Using the definition of work, get a job on the tension of the spring with a spring constant 300,0 H / m 20,0sm. The spring stiffness of the spring gun with 400 Nm pro- ryadili bullet clenched spring by 5.0 cm. Weight 10.0 g bullet from the spray gun shot up. Determine the height to which the ball will fly. The bullet weighing 9.00 g having an initial velocity of 800 m / s, penetrates into filaments lead body weight of 500 kg and You are a flying suspended from it at a speed of 300 m / s. The length of the suspension sphere 1.00 m. On- maximum angle, which deviates the thread.
To determine the height to which the ball will fly, we need to consider the potential energy of the bullet and the work done against gravity.
First, let's calculate the potential energy of the bullet. The potential energy of an object can be calculated using the formula:
Potential Energy = mass * gravitational acceleration * height
Given:
Weight of bullet = 10.0g = 0.01kg
Height = ?
Gravitational acceleration = 9.8 m/s^2
Potential Energy = 0.01kg * 9.8 m/s^2 * height
Next, we need to calculate the work done against gravity.
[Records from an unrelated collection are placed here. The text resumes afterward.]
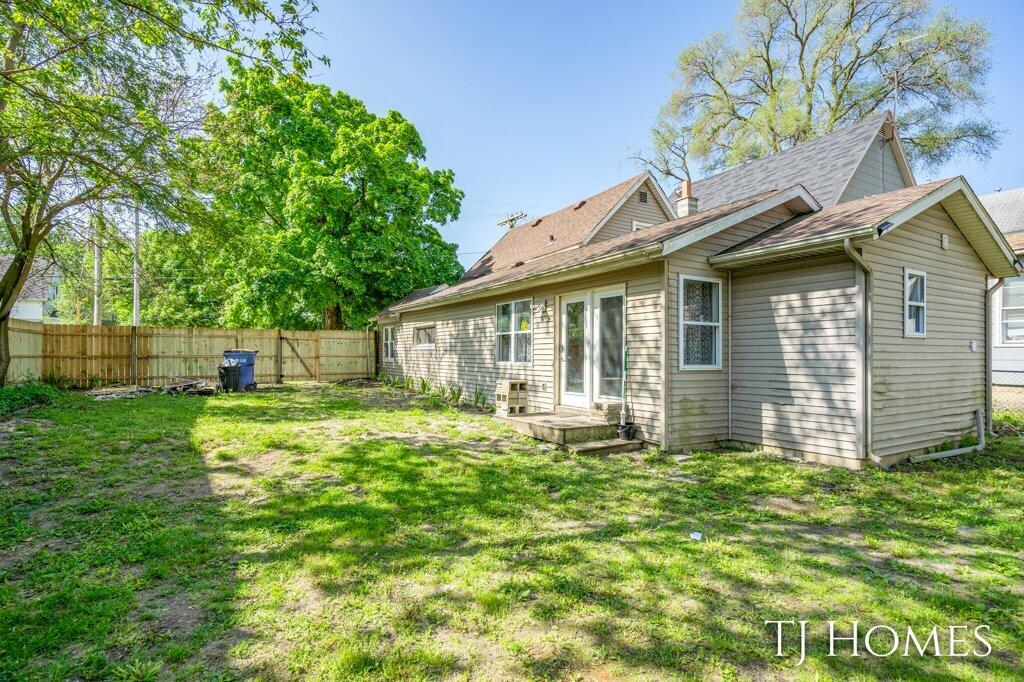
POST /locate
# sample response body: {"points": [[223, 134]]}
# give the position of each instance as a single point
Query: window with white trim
{"points": [[514, 327], [388, 343], [423, 337], [1012, 321], [700, 323], [914, 303]]}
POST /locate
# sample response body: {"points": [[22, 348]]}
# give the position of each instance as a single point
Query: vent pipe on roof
{"points": [[686, 203]]}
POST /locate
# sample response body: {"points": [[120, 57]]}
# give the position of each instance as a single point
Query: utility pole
{"points": [[512, 219], [97, 270], [136, 271]]}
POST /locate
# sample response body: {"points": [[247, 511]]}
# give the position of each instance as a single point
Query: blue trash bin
{"points": [[247, 367]]}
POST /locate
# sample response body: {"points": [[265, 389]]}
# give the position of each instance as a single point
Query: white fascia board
{"points": [[715, 226], [791, 249], [949, 188]]}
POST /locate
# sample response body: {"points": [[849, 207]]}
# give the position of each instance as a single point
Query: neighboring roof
{"points": [[597, 252], [414, 295], [37, 287], [1007, 209], [873, 217], [563, 228], [823, 165]]}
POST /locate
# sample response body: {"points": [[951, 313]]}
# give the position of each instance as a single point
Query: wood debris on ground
{"points": [[185, 387]]}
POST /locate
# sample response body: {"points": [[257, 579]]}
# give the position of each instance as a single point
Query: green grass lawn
{"points": [[341, 533]]}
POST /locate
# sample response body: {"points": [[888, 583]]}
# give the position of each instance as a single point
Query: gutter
{"points": [[640, 254], [988, 351], [791, 249], [868, 355]]}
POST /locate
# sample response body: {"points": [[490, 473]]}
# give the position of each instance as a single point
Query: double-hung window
{"points": [[514, 339], [389, 344], [1013, 310], [914, 303], [700, 323], [423, 337]]}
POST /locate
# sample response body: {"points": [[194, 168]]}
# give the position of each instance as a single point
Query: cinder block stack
{"points": [[510, 397]]}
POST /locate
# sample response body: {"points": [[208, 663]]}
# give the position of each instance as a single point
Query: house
{"points": [[35, 301], [1007, 209], [818, 302]]}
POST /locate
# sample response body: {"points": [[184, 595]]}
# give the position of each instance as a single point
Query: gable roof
{"points": [[644, 178], [824, 166], [1007, 209], [647, 243], [37, 287], [563, 228], [872, 217], [414, 295]]}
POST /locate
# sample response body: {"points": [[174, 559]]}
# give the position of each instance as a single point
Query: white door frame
{"points": [[596, 296], [574, 399], [592, 345]]}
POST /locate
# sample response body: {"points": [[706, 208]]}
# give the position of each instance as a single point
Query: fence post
{"points": [[281, 358], [134, 355]]}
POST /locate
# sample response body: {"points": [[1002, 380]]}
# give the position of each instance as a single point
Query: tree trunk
{"points": [[332, 316], [4, 350]]}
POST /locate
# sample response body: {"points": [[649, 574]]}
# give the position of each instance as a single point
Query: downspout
{"points": [[728, 315], [866, 396], [989, 340]]}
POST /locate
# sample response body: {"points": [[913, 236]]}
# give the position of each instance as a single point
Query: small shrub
{"points": [[25, 395]]}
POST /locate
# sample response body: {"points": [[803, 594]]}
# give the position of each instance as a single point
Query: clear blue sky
{"points": [[535, 104]]}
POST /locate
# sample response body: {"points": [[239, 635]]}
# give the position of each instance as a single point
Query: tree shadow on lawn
{"points": [[386, 557], [114, 544], [631, 590]]}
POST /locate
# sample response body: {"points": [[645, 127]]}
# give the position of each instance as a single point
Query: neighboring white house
{"points": [[1007, 209], [35, 302]]}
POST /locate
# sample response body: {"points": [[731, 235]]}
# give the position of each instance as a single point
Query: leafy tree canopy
{"points": [[793, 70], [94, 95], [322, 212]]}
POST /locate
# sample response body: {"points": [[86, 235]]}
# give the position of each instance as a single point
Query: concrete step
{"points": [[607, 446]]}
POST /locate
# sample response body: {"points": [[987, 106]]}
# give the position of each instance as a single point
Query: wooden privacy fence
{"points": [[88, 355]]}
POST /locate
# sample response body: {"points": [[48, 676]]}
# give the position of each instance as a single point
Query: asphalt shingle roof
{"points": [[837, 219], [823, 166], [554, 231], [1007, 209], [582, 255]]}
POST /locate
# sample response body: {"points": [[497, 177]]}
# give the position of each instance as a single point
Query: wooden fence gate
{"points": [[88, 355]]}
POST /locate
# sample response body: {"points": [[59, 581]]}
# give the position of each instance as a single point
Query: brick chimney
{"points": [[686, 203]]}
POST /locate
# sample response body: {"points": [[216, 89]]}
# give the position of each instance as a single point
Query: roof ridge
{"points": [[802, 145]]}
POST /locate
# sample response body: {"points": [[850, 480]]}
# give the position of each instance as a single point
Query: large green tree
{"points": [[322, 212], [93, 94], [794, 70]]}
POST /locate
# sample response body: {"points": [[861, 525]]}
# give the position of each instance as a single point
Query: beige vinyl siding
{"points": [[464, 354], [795, 374], [926, 390], [464, 350], [697, 399], [622, 221], [877, 173]]}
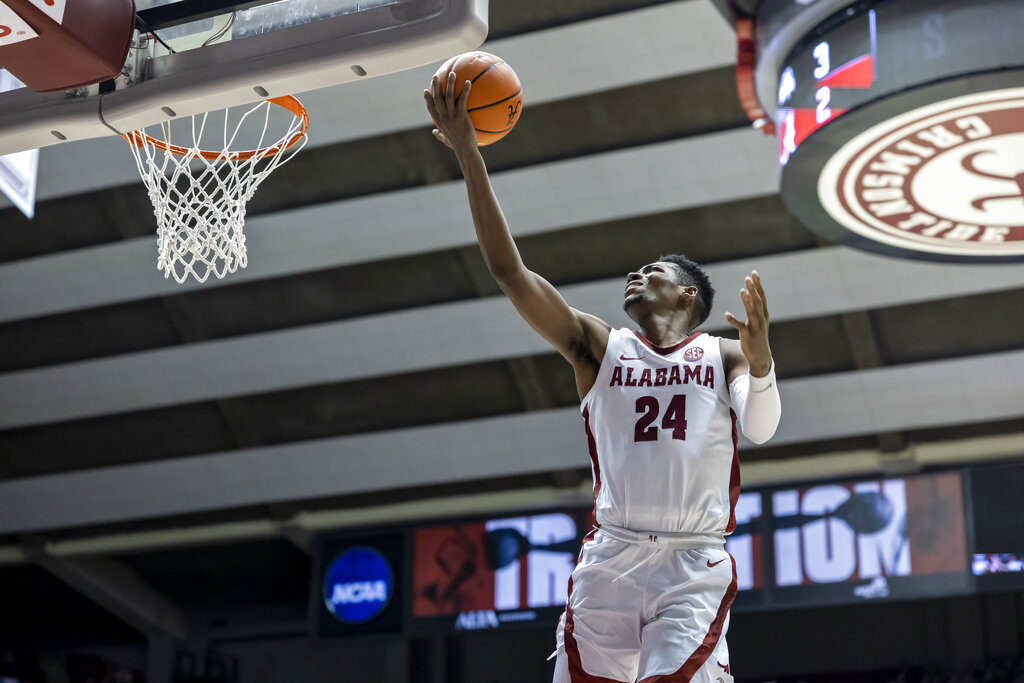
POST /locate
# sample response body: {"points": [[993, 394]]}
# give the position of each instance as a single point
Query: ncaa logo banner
{"points": [[357, 585]]}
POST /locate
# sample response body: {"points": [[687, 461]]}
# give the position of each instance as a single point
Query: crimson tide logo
{"points": [[693, 353], [946, 178]]}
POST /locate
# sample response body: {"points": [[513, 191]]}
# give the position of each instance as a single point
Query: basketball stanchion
{"points": [[199, 197]]}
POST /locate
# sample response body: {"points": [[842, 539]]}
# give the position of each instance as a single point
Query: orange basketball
{"points": [[496, 97]]}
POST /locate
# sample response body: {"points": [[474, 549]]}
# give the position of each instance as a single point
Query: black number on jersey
{"points": [[674, 418]]}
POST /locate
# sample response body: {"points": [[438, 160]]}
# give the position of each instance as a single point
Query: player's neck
{"points": [[665, 330]]}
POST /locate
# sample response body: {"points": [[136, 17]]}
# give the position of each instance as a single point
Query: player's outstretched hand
{"points": [[454, 126], [754, 333]]}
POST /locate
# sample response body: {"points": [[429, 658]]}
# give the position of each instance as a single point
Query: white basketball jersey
{"points": [[663, 436]]}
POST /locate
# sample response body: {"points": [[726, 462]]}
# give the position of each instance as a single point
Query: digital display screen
{"points": [[875, 49], [495, 573], [830, 543], [825, 80], [866, 540], [997, 558]]}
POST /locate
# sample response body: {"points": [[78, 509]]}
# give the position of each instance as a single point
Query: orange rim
{"points": [[140, 137]]}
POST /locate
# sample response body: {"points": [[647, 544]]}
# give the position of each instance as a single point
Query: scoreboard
{"points": [[900, 123]]}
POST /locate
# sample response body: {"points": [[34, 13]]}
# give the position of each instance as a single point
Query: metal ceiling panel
{"points": [[642, 45], [937, 393], [801, 285], [720, 167]]}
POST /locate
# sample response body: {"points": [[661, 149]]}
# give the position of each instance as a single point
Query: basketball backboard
{"points": [[18, 171], [213, 54]]}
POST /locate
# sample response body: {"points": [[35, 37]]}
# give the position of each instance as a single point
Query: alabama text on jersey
{"points": [[663, 436]]}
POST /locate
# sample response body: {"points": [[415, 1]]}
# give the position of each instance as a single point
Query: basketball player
{"points": [[649, 597]]}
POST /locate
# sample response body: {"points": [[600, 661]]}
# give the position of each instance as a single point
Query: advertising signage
{"points": [[864, 540], [829, 543], [494, 573]]}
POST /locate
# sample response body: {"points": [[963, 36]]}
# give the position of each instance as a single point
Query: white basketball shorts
{"points": [[646, 609]]}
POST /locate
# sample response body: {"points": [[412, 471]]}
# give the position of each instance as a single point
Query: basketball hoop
{"points": [[200, 197]]}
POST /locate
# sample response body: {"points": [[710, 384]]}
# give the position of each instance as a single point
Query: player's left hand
{"points": [[754, 333], [455, 129]]}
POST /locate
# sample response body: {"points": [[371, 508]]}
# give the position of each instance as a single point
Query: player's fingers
{"points": [[440, 137], [744, 296], [431, 104], [464, 96], [436, 98], [754, 310], [761, 293], [450, 93]]}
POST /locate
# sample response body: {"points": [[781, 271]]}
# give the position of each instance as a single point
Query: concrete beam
{"points": [[119, 590]]}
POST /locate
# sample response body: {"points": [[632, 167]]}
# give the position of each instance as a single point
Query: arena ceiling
{"points": [[158, 441]]}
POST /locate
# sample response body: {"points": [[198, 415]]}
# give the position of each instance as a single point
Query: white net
{"points": [[199, 197]]}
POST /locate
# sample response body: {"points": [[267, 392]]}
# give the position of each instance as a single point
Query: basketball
{"points": [[495, 99]]}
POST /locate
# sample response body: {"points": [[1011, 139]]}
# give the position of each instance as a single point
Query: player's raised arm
{"points": [[750, 368], [579, 337]]}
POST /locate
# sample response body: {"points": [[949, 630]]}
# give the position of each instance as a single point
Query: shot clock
{"points": [[899, 130]]}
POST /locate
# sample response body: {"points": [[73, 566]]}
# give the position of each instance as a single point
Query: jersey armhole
{"points": [[603, 371]]}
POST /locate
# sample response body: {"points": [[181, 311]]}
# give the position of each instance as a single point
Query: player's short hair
{"points": [[689, 273]]}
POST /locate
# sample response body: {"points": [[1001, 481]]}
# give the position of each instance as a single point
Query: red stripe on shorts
{"points": [[734, 476], [577, 673], [692, 666]]}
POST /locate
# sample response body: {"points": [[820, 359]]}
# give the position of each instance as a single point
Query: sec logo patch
{"points": [[693, 354]]}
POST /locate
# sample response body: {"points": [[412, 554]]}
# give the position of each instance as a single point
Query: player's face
{"points": [[652, 287]]}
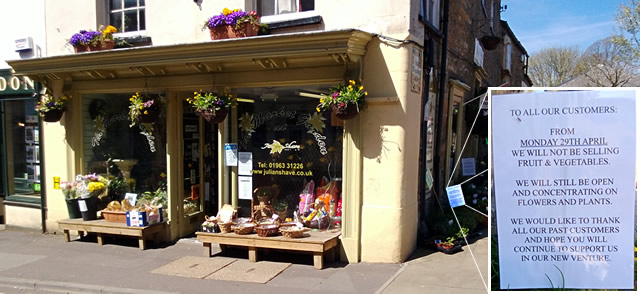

The work done against gravity can be calculated using the formula:
Work = force * distance
Given:
Spring constant (k) = 300,0 H/m
Extension of the spring (x) = 0.05m
Force applied by the spring = k * x
Work_done_against_gravity = weight_of_bullet * distance = force_applied_by_spring * distance
Now, let's substitute the given values into the formulas and solve for the height:
Potential Energy = Work_done_against_gravity
0.01kg * 9.8 m/s^2 * height = (300.0 H/m * 0.05m * 500kg * 9.8 m/s^2 * 1.00m)
Simplifying the equation:
height = (300.0 H/m * 0.05m * 500kg * 9.8 m/s^2 * 1.00m) / (0.01kg * 9.8 m/s^2)
By substituting the given values into the equation, you can solve for the height.